As the melt season begins, the Arctic
Ocean is covered mostly by first-year ice, which formed this winter, and second-year ice, which formed during the winter of 2007 to 2008.
First-year ice in particular is thinner and more prone to
melting away than thicker, older, multi-year ice. This year, ice older
than two years accounted for less than 10% of the ice cover
at the end of February. From 1981 through 2000, such older
ice made up an average of 30% of the total sea ice cover
at this time of the year.
While ice older than two years reached record lows, the fraction of second-year sea
ice increased compared to last winter. Some of this second-year ice will survive the summer melt season to replenish the Arctic's store of older ice; however, in recent years less young ice has made it through the summer. To restore the
amount of older ice to pre-2000 levels, large amounts of this
young ice would need to endure through summer for several
years in a row.
But conditions may not always favor the survival of second-year and older ice. Each winter, winds
and ocean currents move some sea ice out of the Arctic ocean.
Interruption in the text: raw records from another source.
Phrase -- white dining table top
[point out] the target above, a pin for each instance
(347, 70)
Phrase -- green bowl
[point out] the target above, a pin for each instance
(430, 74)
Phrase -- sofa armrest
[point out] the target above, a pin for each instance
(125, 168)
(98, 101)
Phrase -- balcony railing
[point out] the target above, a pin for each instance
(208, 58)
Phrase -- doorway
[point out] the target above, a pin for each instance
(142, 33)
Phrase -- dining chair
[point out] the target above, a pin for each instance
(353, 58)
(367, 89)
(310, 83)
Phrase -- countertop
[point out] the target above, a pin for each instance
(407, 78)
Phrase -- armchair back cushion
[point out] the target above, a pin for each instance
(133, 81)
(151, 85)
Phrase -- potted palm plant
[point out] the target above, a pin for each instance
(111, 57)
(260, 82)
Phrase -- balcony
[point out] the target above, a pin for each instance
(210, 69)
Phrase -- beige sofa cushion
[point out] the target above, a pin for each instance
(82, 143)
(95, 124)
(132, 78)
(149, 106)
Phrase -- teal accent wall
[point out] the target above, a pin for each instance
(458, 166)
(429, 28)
This winter, some second-year ice survived the 2008 melt
season only to be pushed out of the Arctic by strong winter
winds. Based on sea ice age data from Jim
Maslanik and Chuck Fowler at the University of Colorado, since the end of September 2008, 390,000 square kilometers
(150,000 square miles) of second-year ice and 190,000 square
kilometers (73,000 square miles) of older (more than two years
old) ice moved out of the Arctic.
Maslanik J. A., C. Fowler, J. Stroeve, S. Drobot, J. Zwally, D. Yi, W. Emery. 2007. A younger, thinner Arctic ice cover: Increased potential for rapid, extensive sea-ice loss. Geophysical Research Letters, 34, L24501, doi:10.1029/2007GL032043.
Fowler, C., W. J. Emery, and J. Maslanik. 2004. Satellite-derived evolution of Arctic sea ice age: October 1978 to March 2003. IEEE Geosci. Remote Sensing Letters, 1(2), 71–74, doi:10.1109/LGRS.2004.824741.